Most of these beauties were signed by their hand-engraver. Chambered for the .348 Winchester, the rifles were manufactured in Japan and show exceptional craftsmanship and attention to detail. Because of this, they’re seen as much more collectible than shootable today, but we just couldn’t help but put a few rounds through the beauty. For those willing to take that Model 71 into the woods, this rifle makes as fine a hunting companion as it does a wall hanger. 

Browning Model 71 lever-action rifle on a wooden fence
Browning's Model 71 shares its lineage with the classic Winchester Model 71. (Photo Kristin Alberts/Guns.com)

Semi-Auto Rifle: Browning BAR

Browning BAR rifle in the woods
The Browning BAR stands out as one of the true classic semi-auto hunting rifles. (Photo Kristin Alberts/Guns.com)

While the military’s Browning BAR M1918 light machine gun may first come to mind, it’s Browning’s BAR semi-automatic hunting rifle that has the hearts of so many American hunters.

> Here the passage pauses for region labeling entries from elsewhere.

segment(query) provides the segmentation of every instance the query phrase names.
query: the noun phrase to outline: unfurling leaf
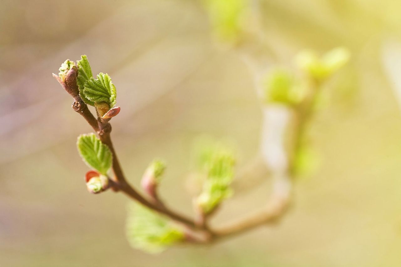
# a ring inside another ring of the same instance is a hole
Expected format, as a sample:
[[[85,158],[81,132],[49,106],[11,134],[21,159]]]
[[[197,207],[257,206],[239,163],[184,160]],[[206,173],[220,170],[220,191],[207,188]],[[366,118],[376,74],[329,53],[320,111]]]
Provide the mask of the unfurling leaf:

Produced for over 50 years, BAR gas-driven autoloaders have ranged from early Belgian-built, walnut, and blued-steel gems to more recent synthetic Stalkers and current modernized Short and Long Tracs. 

They’ve come in almost every major hunting caliber, from light recoilers to belted magnums and short mags. These rifles use a detachable box magazine on a hinged floorplate. They appeal to hunters seeking rapid follow-up shots as well as the reduced recoil of a gas-operated repeater. 

Our test model BAR Long Trac from the Guns.com Vault is chambered in .30-06 Springfield, built in Belgium, and assembled in Portugal. It shows off matte-blued steel, hardwood furniture, and a detachable box magazine that swings free by depressing the mag release. There are no iron sights on this particular rifle, but the Nikon scope is all we needed on the range to punch out nearly the same hole in a deer’s heart target at 100 yards. That kind of accuracy is impressive in most rifles, but especially so in a semi-automatic. 

Browning BAR magazine
Here you can see the BAR magazine with the hinged floorplate. (Photo Kristin Alberts/Guns.com)

Conclusion


No matter your choice of classic Browning rifles, it’s difficult to go wrong with the quality shown in guns like these that have stood the test of time. Choose your favored action – bolt, lever, or semi-auto – and one of these nostalgic Brownings is sure to help create some hunting memories.